Kaki ku mulai bergetar saat melangkah memasuki pagar, debar
jantung ku sulit untuk di control. Hal seperti ini selalu terjdi sejak lima
tahun terakhir. Aku berhenti di sebuah pusara, sembari berlutut aku meletakkan
rangkaian bunga di depan nisan. Ini makam mama, tempat peristirahatan terakhir
orang yang sngat aku cintai. Hanya dengan cara menolong banyak orang dari
kematian inilah aku bisa memaafkan diri ku, setidaknya aku mempertahankan hidup
ku untuk menebus kesalahan. Mama. aku masih ingat betul ketika pagi di hari
jumat. Aku tidak mendengar suara dentingan perabotan masak di dapur. Aku juga
tidak mendengar suara gesekan sandal mama di rumah. Tidak ada yang datang mengelus
rambut ku ketika subuh tiba. Kata ayah mama masih tidur, mama bilang tidak enak
badan dan ayah enggan mengganggu nya. Mengetahui hal tersebut aku segera masuk
ke kamar mama dituntun tongkat kayu. Aku duduk di ranjang lalu meraba sekitar
mencari tempat mama beristirahat. Tangan ku terasa menyentih bahu seseorang,
tubuh itu tidur menyamping. Rasanya tidak menghadap kearah ayah. Aku menaikkan
sedikit tangan ku untuk meraba wajah mama dan memastikan kondisi nya. Tiba-tiba
jemari ku tersengat suhu dingin dari wajah mama, hati ku mulai berdebar. Aku
memanggil mama pelan. Tidak ada jawaban. Aku memanggil lagi dengan nada sedikit
keras, tetap tidak ada jawaban. Ku guncangkan tubuh mama tetap saja tidak ada
reaksi. Jeritan ku menggelegar dan tangisan ku pecah hingga membuat ayah kaget.

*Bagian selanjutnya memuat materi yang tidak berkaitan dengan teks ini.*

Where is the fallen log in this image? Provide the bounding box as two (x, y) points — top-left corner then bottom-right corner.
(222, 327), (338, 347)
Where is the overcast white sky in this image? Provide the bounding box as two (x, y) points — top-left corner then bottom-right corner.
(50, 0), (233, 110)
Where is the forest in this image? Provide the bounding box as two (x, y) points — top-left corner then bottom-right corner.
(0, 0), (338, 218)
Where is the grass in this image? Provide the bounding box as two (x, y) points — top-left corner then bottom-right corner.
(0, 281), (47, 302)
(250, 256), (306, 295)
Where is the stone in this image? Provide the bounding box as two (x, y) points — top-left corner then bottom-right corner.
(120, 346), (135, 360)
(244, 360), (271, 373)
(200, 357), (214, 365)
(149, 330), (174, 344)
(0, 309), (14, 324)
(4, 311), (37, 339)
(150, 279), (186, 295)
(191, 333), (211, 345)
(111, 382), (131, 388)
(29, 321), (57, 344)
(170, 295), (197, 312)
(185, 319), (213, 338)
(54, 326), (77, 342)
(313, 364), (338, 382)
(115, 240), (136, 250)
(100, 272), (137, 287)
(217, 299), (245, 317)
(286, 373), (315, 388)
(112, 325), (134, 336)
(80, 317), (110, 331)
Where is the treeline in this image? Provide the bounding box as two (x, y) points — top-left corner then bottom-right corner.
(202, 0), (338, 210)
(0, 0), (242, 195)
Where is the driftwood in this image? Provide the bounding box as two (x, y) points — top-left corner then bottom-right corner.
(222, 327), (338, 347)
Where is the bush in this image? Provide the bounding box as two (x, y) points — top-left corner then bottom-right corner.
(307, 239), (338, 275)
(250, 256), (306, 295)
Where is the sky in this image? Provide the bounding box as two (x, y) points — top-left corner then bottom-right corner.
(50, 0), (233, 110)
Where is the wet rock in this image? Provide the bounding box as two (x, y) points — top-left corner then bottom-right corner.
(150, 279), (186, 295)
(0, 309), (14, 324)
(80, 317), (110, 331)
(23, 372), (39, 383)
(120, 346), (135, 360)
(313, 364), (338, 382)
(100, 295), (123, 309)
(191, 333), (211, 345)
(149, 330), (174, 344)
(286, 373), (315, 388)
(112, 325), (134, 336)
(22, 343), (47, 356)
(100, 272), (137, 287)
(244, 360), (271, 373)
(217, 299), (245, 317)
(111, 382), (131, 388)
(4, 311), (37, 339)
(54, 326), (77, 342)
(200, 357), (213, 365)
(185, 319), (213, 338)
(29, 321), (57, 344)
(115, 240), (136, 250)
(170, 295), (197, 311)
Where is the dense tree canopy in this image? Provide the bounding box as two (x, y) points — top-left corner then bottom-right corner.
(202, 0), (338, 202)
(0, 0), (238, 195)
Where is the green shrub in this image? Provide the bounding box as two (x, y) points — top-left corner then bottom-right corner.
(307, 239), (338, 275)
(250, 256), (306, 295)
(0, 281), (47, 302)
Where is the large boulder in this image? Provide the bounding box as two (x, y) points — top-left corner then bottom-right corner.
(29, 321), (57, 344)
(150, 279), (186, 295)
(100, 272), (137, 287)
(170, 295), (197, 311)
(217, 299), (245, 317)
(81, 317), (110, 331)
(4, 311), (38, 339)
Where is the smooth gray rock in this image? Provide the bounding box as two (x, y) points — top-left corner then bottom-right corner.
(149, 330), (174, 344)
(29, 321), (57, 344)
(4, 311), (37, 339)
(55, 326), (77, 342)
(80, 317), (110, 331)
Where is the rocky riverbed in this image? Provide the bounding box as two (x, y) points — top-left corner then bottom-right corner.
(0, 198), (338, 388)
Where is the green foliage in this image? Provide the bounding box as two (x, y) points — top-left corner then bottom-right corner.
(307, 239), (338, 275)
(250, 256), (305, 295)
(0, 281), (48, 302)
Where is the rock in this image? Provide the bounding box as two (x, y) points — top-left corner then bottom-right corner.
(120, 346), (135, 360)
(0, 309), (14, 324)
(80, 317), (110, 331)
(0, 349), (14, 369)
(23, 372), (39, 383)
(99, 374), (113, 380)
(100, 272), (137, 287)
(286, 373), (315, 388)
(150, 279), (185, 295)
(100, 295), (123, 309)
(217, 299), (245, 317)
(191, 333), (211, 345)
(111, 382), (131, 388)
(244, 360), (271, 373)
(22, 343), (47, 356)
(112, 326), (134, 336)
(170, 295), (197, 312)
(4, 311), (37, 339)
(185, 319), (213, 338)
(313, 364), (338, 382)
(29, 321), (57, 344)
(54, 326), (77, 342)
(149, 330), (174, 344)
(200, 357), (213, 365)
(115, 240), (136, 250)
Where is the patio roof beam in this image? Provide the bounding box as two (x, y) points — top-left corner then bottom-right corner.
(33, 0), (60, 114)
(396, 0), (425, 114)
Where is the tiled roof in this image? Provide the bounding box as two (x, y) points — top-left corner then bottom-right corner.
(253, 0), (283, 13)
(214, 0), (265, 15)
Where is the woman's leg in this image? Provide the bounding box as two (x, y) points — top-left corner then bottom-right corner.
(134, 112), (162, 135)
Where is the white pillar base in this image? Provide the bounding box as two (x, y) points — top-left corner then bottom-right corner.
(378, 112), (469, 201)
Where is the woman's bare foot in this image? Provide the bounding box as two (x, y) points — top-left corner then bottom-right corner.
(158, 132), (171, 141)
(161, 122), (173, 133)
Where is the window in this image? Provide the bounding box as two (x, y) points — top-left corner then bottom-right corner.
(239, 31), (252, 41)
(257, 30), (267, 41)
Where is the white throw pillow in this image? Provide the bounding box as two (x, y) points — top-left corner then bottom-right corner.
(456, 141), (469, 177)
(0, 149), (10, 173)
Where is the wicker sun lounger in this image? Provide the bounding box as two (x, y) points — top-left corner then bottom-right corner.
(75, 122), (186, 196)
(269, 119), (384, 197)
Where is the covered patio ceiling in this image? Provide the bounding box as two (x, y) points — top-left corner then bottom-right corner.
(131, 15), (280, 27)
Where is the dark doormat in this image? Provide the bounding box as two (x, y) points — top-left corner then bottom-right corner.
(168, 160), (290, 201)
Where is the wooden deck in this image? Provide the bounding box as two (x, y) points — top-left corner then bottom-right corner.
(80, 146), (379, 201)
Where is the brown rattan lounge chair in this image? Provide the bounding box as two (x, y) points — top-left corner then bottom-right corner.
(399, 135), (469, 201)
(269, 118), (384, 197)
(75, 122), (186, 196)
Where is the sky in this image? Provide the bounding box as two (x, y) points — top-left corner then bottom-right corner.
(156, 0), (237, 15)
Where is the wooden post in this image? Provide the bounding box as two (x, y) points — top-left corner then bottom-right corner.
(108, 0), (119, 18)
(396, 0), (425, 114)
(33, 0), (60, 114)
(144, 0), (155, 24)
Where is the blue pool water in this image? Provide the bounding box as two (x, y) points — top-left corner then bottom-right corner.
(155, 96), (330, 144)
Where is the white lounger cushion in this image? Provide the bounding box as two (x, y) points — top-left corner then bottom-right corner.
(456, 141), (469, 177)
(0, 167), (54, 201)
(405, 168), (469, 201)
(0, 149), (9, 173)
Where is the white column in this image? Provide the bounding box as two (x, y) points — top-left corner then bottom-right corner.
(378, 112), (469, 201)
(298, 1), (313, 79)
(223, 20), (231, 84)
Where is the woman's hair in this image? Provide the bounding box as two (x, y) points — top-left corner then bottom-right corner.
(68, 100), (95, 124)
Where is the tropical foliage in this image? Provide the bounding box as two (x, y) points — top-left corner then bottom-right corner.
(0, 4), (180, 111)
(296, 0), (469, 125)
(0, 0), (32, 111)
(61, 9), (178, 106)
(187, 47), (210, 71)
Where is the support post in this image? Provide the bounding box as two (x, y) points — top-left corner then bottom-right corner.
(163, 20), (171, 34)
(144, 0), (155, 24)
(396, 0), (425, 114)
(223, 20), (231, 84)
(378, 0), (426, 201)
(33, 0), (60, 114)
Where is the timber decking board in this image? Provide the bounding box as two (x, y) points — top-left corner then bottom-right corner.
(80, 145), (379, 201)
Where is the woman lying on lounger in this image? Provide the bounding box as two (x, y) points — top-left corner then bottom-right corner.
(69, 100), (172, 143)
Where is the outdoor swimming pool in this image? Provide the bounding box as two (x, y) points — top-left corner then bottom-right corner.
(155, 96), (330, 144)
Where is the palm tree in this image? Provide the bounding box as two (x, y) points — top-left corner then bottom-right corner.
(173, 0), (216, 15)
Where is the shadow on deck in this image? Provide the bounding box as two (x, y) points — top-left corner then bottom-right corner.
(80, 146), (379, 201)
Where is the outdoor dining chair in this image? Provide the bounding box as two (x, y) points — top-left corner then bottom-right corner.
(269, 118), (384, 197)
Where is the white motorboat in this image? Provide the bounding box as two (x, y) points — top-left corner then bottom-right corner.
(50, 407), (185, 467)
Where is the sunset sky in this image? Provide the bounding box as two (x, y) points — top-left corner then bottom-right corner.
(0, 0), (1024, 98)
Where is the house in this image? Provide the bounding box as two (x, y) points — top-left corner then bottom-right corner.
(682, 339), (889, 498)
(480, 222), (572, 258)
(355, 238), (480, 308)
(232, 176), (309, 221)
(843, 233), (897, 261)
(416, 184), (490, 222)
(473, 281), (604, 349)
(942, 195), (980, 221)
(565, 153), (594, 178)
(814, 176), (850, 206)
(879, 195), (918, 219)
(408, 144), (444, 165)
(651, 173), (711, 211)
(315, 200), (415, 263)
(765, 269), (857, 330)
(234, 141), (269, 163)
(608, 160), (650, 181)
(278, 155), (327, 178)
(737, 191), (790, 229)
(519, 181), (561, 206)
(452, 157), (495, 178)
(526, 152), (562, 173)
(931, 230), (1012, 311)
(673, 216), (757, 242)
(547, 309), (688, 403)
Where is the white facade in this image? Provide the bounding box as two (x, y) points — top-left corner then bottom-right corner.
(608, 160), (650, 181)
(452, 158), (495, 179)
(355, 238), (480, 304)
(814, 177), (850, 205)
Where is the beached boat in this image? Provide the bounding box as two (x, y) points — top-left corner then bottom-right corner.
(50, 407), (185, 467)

Dokter mengatakan bahwa mama meninggal karena meminum obat
tidur terlalu banyak. Hal yang paling mengejutkan adalah semua itu sepertinya
disengaja oleh mama karena tiga hari sebelumnya mama pernah datang menemui
dokter. Dari keterangan dokter mama berpesan agar matanya di berikan kepada ku,
jika tabungan mereka tidak cukup untuk biaya operasi dokter boleh menjual organ
tubuhnya kepada orang yang membutuhkan.
Bagaimanapun aku sangat terpukul, aku mmbenci diri ku
sendiri. Ayah, satu-satunya yang aku punya selalu menguatkan aku dan mengatakan
bahwa ini bukan kesalahan ku. dengan paksaan dari ayah akhirnya aku menjalankan
operasi itu. Kemuliaan hati mama menyentuh hati dokter yang menangani operasi
ku. aku dibebaskan dari seluruh biaya sampai mata ku normal kembali.
Kini mama sudah tidak ada di samping ku, namun dengan mata
ini aku selalu merasa melihat mama dalam diri ku. Pengorbanan yang mama lakukan
memang salah, siapapun tidak membenarkan bunuh diri adalah jalan terbaik. Aku
selalu berdoa agar Allah memaafkan mama dan menghargai niat mulianya. Mama.